To create short examples illustrating `read_csv`'s behavior, we can specify the contents of a csv file inline.

In [39]:
read_csv(
"a, b, c
1, 2, 3
4, 5, 6
"
)

a,b,c
<dbl>,<dbl>,<dbl>
1,2,3
4,5,6


We might want to skip a few rows in the beginning that have metadata.

In [43]:
read_csv(
"# Title
// date 
% comments
a, b, c
1, 2, 3
4, 5, 6
", skip=3
)

a,b,c
<dbl>,<dbl>,<dbl>
1,2,3
4,5,6


Some CSVs will come with comments, typically in the form of lines prefaced by `#`. We can also skip comments line by specifying a comment character.

In [45]:
read_csv(
"# comment 1
# comment 2
a, b, c
1, 2, 3
# comment 3
4, 5, 6
# comment 4
",comment="#"
)

a,b,c
<dbl>,<dbl>,<dbl>
1,2,3
4,5,6


Set `col_names = FALSE` when you don't have column names in the file.
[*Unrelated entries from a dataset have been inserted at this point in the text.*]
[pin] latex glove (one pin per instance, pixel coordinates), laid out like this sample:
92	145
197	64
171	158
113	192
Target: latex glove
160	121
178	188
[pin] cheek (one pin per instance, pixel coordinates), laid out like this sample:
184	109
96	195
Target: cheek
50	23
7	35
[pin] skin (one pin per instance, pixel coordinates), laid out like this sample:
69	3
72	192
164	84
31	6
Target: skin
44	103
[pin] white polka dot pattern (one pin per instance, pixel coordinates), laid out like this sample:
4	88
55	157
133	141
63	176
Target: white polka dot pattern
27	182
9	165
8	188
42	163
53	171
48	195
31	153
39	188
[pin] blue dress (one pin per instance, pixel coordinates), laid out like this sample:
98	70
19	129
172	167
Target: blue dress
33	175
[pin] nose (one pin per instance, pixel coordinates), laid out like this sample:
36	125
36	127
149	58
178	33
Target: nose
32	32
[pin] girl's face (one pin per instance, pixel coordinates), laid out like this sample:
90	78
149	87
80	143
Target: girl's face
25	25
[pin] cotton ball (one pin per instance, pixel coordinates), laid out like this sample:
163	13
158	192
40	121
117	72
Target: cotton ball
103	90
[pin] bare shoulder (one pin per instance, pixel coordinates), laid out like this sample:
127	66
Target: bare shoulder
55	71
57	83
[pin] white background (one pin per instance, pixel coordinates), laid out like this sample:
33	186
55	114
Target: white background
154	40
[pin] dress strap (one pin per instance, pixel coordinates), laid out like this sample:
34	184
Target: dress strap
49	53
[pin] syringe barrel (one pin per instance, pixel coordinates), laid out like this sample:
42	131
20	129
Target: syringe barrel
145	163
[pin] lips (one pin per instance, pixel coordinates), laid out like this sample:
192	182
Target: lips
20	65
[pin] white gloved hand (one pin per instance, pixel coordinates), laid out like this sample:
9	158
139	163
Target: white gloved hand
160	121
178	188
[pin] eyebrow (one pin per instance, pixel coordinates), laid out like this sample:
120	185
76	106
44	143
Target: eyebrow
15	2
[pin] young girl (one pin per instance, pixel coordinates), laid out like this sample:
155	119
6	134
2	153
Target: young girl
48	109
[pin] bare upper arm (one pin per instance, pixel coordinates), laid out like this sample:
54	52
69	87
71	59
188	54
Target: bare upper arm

The column names are then set to X1, X2, ...

In [46]:
read_csv(
"a, b, c
1, 2, 3
4, 5, 6
", col_names=F
)

X1,X2,X3
<chr>,<chr>,<chr>
a,b,c
1,2,3
4,5,6


We can specify our own column names.

In [47]:
read_csv(
"a, b, c
1, 2, 3
4, 5, 6
", col_names=c('name 1','name 2', 'name 3')
)

name 1,name 2,name 3
<chr>,<chr>,<chr>
a,b,c
1,2,3
4,5,6


We can specify how missing values are represented in the file.

In [None]:
read_csv(
"a, b, c
1, 2, 3
4, , 6
"
)

We can save a `data.frame` to a `.csv` file using `write_csv()`.